Take out your phone and open up any music app. Pull up any Metro Boomin, Future, or 21 Savage song, and you'll see that the language surrounding the use of Xanax in hip hop has taken on a dangerous tone of glorification. It’s pop culture and media references like these that draw young people to experiment with hard drugs. If celebrities have that much fun on it, how bad can it be?

It’s no secret Rollins is more than just a party school- if you're looking for them, drugs are easy to access, commonly used, and considered a social norm for people who go out frequently. Many of my guy friends had been going through a bit of a Xanax phase earlier in the semester, taking it on the weekends for enjoyment rather than for relieving anxiety. I’m one to warn but never judge, so I continued to party with them, even though I knew they wouldn't remember much of it.

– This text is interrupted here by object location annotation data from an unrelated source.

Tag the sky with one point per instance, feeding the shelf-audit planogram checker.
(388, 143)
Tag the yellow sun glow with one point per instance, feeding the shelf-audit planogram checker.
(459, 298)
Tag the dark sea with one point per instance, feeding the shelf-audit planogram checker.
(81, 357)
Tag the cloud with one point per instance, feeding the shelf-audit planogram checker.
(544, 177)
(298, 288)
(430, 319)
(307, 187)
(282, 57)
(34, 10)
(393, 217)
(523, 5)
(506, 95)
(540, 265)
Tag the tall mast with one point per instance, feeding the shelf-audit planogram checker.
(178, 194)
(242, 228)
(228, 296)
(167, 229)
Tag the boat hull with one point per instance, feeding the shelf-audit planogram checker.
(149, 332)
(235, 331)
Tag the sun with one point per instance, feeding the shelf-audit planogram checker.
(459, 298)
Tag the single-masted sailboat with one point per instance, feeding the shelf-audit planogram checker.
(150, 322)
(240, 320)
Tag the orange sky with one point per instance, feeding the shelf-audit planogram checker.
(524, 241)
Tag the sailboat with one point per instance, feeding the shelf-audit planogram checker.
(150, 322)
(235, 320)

They'd described drinking on Xanax as a relaxing, mellowed-out drunk sensation, and I had to admit I was curious about the “I don’t give a f**ck” feeling everyone claims Xanax amplifies. As someone who already suffers from panic attacks, the idea of a night completely rid of social anxiety started becoming more and more attractive.

So, there was a Gatsby event at Elixir one humid spring weekend and I decided that would be the perfect time to try it. I usually drink on the weekends, and I’ve tried Xanax occasionally for my panic attacks, so what could go wrong with both? I was beyond excited to get tipsy with my friends while also under the relaxing influence of Xanax. 

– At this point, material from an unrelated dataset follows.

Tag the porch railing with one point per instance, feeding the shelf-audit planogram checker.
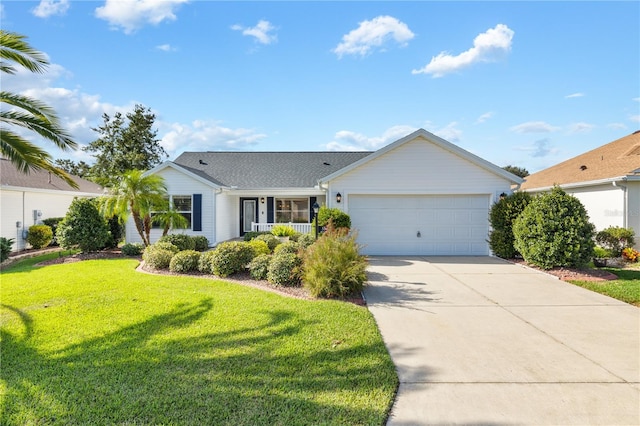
(303, 228)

That is not how I would describe the experience I had.

Anytime I have ever lost my memory on a night out, it’s because it sneaks up on me and never because I intentionally want to black out. I’ve never enjoyed putting the pieces of the puzzle together after a night that could have been a nice memory. So, you can imagine the horror and panic that arose inside me when I had to be told by all of my friends what I had done that night. My memory felt completely erased and I had zero recollection of entering or leaving the club, let alone what happened inside.

Next thing I know, I apparently took someone home who I’d been flirting with, and walked out into my living room naked from the waist down. When my best friend told me this the next day, I immediately recognized that that is something I would never normally do if I had just been drunk. Drinking disorients you and can bring you to make decisions you normally wouldn’t, but I know myself and what I’m capable of. This wasn’t me being silly, or flirty or drunk- this was the Xanax.

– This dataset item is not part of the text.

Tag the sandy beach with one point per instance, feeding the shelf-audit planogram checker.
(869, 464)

Luckily, the viewer of my little peep-show was someone I’d been talking to for months so we were able to laugh it off the next day and even have another chance at seeing each other naked in a more normal way. But the scary part is, I was so out of control of my own actions that he could’ve been anyone, and I could’ve ended up anywhere. If my best friend hadn’t been there to hide my naked bottom and bring humour to the situation, my embarrassment levels would have spiked from 10 out of 10 to a 14.

Aside from the danger of being incoherent and unaware, I was bummed I had essentially been absent for a night I had been looking forward to. I couldn’t wait to dress up and head downtown with my girls, only to come home without a single memory. I think almost everyone has had a moment (or moments) in college where they pushed their limits or felt peer pressured. For me, turning into an entirely different person for a night and making a fool of myself in front of my crush was enough to make me never want to drink on Xanax again- and I don’t suggest you ever do either.